William Spence farmed Springhill Farm from at least 1910, buying it in 1923 when the properties came on the market after Mrs Turner’s Trust was dissolved (“H is for...”). He married Annie Pickup and their three children (Billy, Harry and Betty) inherited the farm from them. Betty married and Billy moved out in the 1970s but Harry lived there until 2004.

The 1947 national farm survey describes the farm as being 32 acres of heavy soil used for dairy but also recording 7 pigs and 30 fowl. The location is ‘good’ as is the condition of the farmhouse whilst farm buildings, ditches, drainage etc are fair. As noted under ‘G is for geology’, the use of the land is limited by its underlying clay nature which turns to bog/mud at the slightest rain... arable farming was limited to fodder and it seems a bit harsh for the farm to be given a ‘B’ rating in the national farm survey due to ‘personal failings’ of the farmer, these being his lack of experience in arable farming.

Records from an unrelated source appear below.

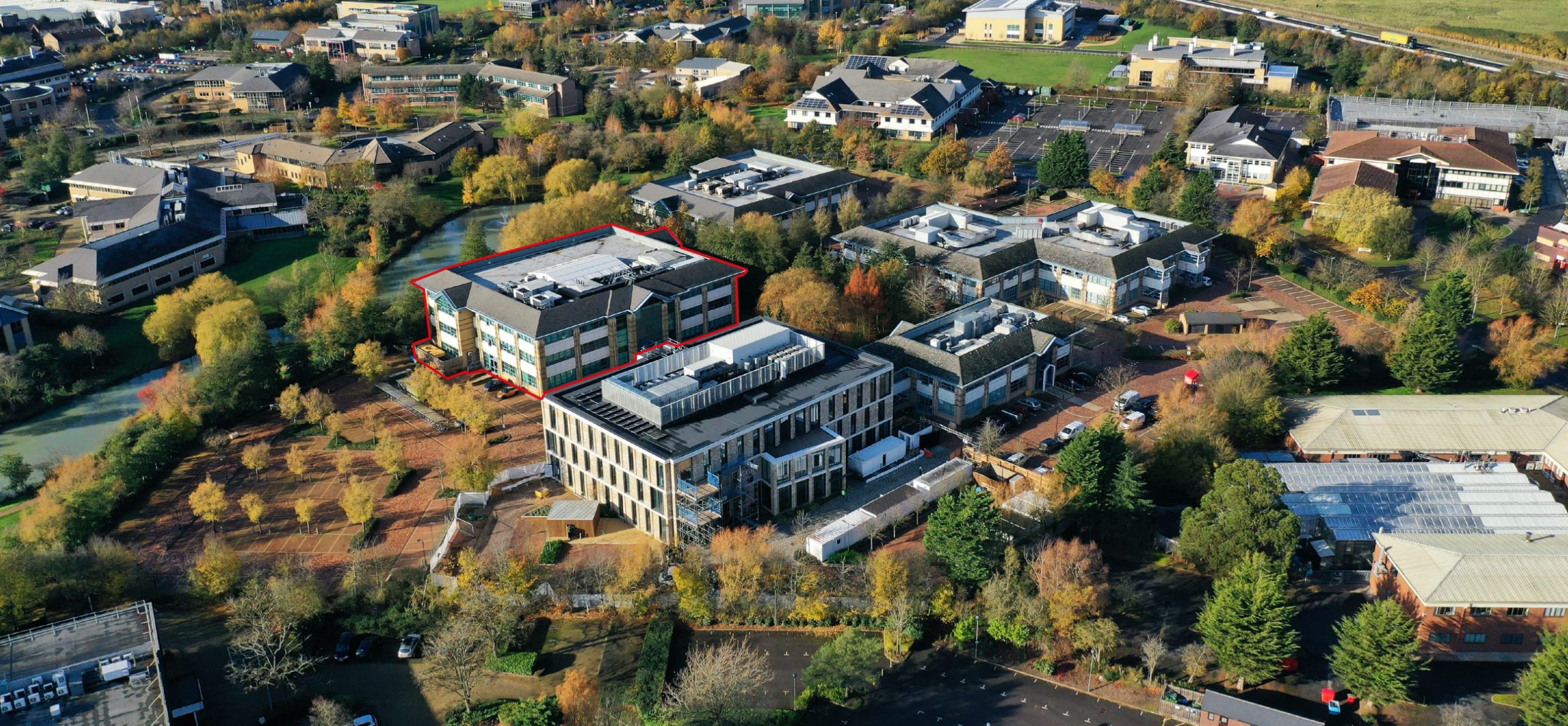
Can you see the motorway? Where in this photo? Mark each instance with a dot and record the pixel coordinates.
(944, 689)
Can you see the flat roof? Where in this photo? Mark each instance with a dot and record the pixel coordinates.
(838, 367)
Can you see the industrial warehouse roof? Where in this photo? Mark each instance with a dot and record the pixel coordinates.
(1432, 424)
(1480, 570)
(1357, 499)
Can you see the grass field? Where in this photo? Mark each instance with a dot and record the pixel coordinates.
(1021, 66)
(1537, 16)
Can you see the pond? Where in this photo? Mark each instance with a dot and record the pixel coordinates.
(85, 422)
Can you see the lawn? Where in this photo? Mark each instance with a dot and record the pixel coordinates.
(1140, 37)
(1021, 66)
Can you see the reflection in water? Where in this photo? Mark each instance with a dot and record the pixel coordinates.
(82, 425)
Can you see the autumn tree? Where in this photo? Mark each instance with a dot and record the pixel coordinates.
(209, 501)
(1523, 352)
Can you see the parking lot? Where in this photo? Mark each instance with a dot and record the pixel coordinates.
(1121, 135)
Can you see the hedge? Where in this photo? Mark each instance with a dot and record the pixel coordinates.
(648, 687)
(394, 484)
(363, 537)
(519, 664)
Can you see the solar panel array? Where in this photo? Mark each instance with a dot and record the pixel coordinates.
(1354, 501)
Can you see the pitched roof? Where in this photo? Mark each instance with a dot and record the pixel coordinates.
(1239, 134)
(1480, 149)
(1340, 176)
(1480, 570)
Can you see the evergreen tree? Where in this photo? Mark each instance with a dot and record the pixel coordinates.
(965, 535)
(1451, 300)
(1065, 163)
(1196, 203)
(474, 245)
(1427, 358)
(1239, 515)
(1247, 620)
(1174, 151)
(1377, 653)
(1311, 358)
(1544, 687)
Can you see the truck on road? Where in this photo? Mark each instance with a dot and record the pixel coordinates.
(1398, 40)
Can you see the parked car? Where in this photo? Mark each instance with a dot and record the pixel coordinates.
(345, 646)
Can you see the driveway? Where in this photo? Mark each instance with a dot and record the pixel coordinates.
(944, 689)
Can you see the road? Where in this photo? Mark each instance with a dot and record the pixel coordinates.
(944, 689)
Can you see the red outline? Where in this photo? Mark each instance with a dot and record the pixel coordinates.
(734, 303)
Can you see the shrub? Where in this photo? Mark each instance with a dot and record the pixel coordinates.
(363, 537)
(648, 687)
(521, 664)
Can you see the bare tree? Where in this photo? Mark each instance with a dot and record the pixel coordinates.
(1152, 653)
(720, 678)
(455, 659)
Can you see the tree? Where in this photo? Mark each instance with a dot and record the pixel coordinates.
(1247, 620)
(255, 507)
(1427, 358)
(1523, 352)
(358, 501)
(579, 695)
(304, 512)
(1239, 515)
(474, 242)
(455, 659)
(217, 570)
(1544, 686)
(85, 341)
(328, 713)
(965, 537)
(1377, 653)
(209, 502)
(570, 178)
(1311, 358)
(1196, 203)
(844, 667)
(718, 679)
(256, 457)
(1366, 219)
(371, 361)
(1073, 579)
(946, 160)
(1065, 163)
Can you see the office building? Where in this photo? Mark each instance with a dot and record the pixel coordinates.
(255, 87)
(976, 358)
(1468, 165)
(1476, 596)
(1020, 21)
(1156, 65)
(1238, 146)
(427, 152)
(903, 98)
(564, 309)
(736, 428)
(753, 181)
(1529, 432)
(1092, 255)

The farm was never mechanised and was regarded locally as old fashioned in the 60s. It was sold to a local developer in 1988 and 6 des. reses. erected on it. Billy had by this time moved out of the farmhouse (causing a bit of a local scandal at the time) and Harry continued to live there. The house is still known as ‘Springhill Farmhouse’ although the farm has now gone.

The cattle didn’t have far to go when the time came as the next farm along had a slaughterhouse which ran until it fell foul of EU regulations in 1985. This farm, Johnny Barn Farm, ran a cattle auction in the 1920s but I’m unsure when slaughtering began there, or auctioning ceased. I well remember the cattle being herded in as I walked to school.